Music

Judith Owen

Judith Owen

About Judith Owen


What Judith Owen's new album Ebb and Flow evokes the spirit of the halcyon days of the great 1970s troubadours is not accidental.

In a set of potent songs about love and loss, pain and joy, dreams and despair, the Welsh singer-songwriter fearlessly explores the duality of the human condition - and to do justice to the songs she turned to the legendary musicians who created the seventies troubadour sound.

Between them, her core band of drummer Russ Kunkel, bassist Leland Sklar and guitarist Waddy Wachtel played on many of the landmark albums from the era by the likes of Carole King, James Taylor, Joni Mitchell and Jackson Browne.

The three musicians who "created the sound of the 1970s" (Rolling Stone) were always the band Owen wanted to work with. "I fell in love with them; that soothing sound and the consummate side-men who helped create it," says Owen.
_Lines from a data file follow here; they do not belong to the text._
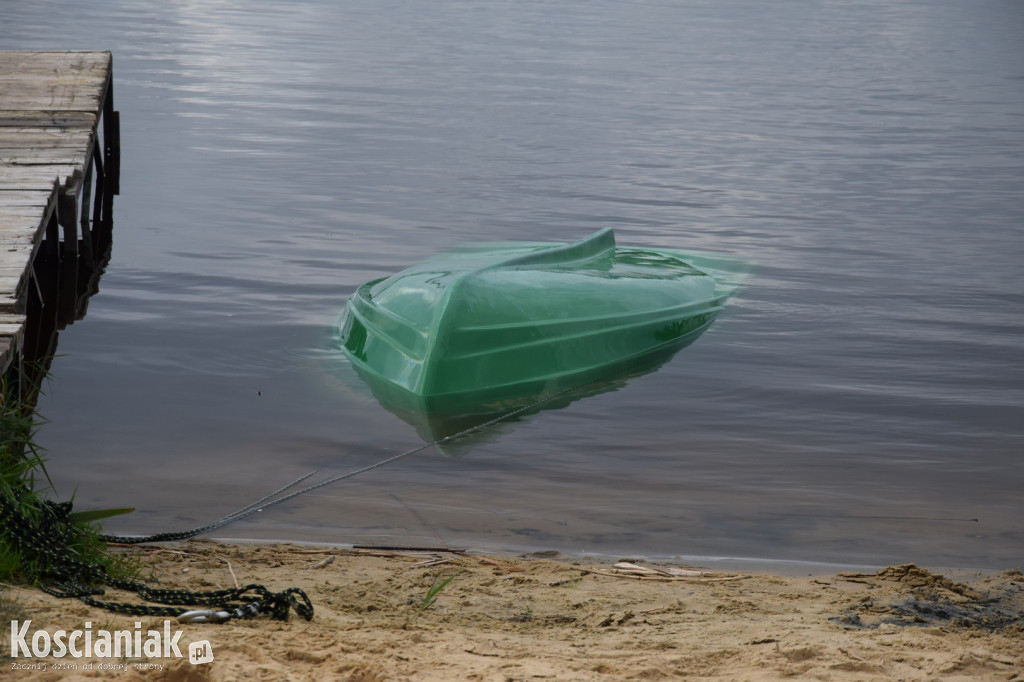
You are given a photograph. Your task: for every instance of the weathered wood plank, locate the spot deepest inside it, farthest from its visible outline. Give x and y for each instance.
(53, 118)
(50, 103)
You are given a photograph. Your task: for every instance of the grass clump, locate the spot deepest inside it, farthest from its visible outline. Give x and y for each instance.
(24, 485)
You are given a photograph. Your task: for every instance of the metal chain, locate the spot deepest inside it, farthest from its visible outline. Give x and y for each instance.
(68, 577)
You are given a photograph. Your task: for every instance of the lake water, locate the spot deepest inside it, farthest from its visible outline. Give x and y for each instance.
(860, 400)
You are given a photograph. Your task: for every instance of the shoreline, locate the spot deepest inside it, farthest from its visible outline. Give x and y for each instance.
(521, 616)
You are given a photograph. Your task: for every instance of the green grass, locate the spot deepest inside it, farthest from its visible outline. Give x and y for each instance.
(431, 596)
(24, 481)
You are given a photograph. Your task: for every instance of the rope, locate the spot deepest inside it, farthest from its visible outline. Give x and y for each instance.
(271, 500)
(66, 576)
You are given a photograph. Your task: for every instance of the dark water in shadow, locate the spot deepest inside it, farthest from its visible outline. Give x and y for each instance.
(860, 400)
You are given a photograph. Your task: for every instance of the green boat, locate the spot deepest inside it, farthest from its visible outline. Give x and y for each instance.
(491, 327)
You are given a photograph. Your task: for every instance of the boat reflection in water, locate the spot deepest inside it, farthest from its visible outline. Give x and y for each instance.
(485, 330)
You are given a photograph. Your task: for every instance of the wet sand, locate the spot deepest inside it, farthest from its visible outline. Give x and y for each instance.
(552, 617)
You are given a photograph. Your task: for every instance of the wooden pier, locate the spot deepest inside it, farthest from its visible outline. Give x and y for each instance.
(59, 163)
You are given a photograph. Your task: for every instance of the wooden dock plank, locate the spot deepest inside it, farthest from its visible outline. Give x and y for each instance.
(50, 104)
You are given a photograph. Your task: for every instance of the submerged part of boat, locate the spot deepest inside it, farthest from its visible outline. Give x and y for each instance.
(487, 328)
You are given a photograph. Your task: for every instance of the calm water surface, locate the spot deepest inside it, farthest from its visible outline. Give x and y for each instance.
(860, 401)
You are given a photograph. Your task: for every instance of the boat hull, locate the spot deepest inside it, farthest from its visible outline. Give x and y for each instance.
(493, 327)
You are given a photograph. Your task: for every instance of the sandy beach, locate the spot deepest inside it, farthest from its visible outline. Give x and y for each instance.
(553, 617)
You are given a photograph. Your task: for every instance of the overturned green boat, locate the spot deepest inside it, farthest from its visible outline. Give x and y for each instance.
(487, 327)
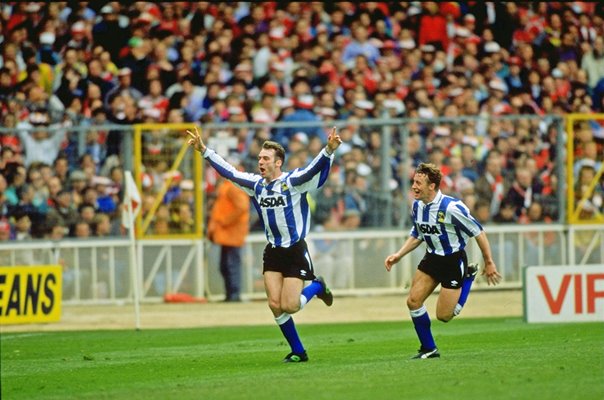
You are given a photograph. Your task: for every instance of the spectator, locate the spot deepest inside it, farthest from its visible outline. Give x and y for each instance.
(492, 185)
(228, 227)
(304, 113)
(41, 141)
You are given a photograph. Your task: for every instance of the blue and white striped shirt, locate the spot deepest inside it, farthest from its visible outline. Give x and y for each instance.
(281, 204)
(445, 224)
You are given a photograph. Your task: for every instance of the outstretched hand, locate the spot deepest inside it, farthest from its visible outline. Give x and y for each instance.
(490, 272)
(333, 140)
(196, 141)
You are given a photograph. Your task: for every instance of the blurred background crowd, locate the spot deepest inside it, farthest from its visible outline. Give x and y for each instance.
(66, 64)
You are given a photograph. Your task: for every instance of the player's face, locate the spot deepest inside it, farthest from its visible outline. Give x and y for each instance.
(268, 165)
(422, 189)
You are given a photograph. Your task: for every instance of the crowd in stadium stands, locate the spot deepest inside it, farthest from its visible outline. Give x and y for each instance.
(81, 63)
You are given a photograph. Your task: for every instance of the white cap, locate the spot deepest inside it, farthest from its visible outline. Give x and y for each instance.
(47, 38)
(440, 130)
(492, 47)
(107, 9)
(364, 104)
(498, 84)
(425, 112)
(301, 137)
(407, 44)
(285, 103)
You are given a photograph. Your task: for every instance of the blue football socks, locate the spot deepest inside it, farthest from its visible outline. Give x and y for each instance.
(466, 285)
(421, 321)
(286, 323)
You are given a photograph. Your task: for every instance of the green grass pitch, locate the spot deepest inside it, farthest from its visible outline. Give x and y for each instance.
(498, 358)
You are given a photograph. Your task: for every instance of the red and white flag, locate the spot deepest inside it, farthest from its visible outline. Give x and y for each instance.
(131, 198)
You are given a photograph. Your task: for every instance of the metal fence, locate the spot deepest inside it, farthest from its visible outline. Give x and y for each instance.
(384, 195)
(98, 271)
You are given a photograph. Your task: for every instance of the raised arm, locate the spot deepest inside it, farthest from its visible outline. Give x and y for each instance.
(196, 141)
(490, 269)
(244, 180)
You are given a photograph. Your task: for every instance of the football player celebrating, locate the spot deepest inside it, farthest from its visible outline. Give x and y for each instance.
(445, 225)
(280, 199)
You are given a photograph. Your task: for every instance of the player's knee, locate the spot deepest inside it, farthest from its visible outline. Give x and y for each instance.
(275, 305)
(413, 303)
(444, 317)
(290, 307)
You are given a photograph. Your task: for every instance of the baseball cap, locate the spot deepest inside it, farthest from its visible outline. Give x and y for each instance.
(4, 226)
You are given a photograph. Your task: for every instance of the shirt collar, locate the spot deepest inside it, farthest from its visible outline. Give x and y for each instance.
(437, 198)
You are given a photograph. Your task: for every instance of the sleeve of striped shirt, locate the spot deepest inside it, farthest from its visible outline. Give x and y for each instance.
(244, 180)
(314, 175)
(460, 217)
(414, 231)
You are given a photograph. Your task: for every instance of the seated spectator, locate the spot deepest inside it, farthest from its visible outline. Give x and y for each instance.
(40, 142)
David Crosby described them simply as "the best." With Ebb and Flow, they recorded together for the first time in fifteen years.

"The kind of music I write is so influenced by that sound and period that I wanted to go direct to the source," Owen explains. "When I write songs, I'm hearing a sound in my head - and they knew the sound because they invented it."
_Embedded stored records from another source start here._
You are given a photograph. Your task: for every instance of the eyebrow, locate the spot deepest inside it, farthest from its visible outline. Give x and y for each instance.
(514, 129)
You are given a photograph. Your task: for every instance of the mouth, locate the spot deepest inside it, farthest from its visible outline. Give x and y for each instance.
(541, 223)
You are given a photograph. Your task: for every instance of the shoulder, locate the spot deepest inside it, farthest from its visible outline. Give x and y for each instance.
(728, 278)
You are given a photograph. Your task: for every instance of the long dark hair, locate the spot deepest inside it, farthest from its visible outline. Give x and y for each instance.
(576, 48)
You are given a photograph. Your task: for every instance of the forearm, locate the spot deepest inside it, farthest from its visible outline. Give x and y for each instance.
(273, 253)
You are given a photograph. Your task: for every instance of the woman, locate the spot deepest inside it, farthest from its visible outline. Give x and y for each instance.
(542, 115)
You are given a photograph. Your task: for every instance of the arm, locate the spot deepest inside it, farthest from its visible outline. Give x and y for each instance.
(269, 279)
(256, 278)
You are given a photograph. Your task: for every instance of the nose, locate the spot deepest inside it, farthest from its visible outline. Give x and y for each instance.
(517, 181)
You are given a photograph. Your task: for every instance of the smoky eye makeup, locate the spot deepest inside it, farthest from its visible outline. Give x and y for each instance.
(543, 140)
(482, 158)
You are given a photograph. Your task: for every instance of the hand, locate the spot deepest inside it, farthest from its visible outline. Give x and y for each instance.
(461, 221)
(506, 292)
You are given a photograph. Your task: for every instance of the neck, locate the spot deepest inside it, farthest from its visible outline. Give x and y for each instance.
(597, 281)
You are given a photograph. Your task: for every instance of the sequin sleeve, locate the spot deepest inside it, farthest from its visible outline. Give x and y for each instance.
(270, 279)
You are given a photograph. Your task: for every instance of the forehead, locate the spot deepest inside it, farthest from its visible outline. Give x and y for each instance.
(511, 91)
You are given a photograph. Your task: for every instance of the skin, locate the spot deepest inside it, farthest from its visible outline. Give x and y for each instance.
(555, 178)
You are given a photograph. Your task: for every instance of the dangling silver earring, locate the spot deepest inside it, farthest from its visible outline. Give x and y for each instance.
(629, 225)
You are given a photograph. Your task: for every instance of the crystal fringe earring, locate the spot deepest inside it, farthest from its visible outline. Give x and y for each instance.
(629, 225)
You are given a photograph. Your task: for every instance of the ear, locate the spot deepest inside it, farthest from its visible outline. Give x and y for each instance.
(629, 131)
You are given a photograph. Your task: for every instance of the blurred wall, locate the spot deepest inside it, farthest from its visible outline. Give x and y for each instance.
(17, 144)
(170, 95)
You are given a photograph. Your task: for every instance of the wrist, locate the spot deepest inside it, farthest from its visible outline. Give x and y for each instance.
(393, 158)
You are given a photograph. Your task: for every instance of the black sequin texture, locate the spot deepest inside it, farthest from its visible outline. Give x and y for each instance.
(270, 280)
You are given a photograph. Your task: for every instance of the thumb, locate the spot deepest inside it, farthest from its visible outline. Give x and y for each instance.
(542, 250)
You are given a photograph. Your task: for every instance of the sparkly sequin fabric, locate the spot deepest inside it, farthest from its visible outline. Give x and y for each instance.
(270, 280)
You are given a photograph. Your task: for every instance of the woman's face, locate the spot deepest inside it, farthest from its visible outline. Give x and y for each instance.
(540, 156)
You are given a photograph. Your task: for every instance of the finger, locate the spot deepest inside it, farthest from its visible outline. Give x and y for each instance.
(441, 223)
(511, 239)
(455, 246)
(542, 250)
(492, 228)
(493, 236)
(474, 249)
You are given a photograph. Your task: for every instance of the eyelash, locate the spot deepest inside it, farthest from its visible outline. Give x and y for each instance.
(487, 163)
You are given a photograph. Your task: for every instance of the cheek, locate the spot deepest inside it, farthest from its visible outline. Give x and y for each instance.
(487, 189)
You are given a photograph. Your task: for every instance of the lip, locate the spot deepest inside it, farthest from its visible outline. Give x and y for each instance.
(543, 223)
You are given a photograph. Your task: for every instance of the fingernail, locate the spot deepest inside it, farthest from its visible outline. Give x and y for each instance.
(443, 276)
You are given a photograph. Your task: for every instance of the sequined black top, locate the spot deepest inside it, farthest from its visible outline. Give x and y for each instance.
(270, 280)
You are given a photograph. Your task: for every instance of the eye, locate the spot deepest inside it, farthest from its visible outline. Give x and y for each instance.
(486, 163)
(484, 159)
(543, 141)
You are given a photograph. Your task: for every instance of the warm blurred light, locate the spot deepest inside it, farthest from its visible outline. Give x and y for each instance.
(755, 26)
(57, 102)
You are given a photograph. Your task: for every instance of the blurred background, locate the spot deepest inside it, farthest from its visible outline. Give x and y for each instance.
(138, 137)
The songs on Ebb and Flow touch on the deepest emotions of Owen's own storied life with an unswerving honesty. But although her songs are highly personal, the emotions are universal.

"Singing about the human condition, living under the shadow of loss and frustration and sadness and loneliness and not being gratuitously sentimental about it, instead making something beautiful out of it - that's the songwriter's job," Owen says.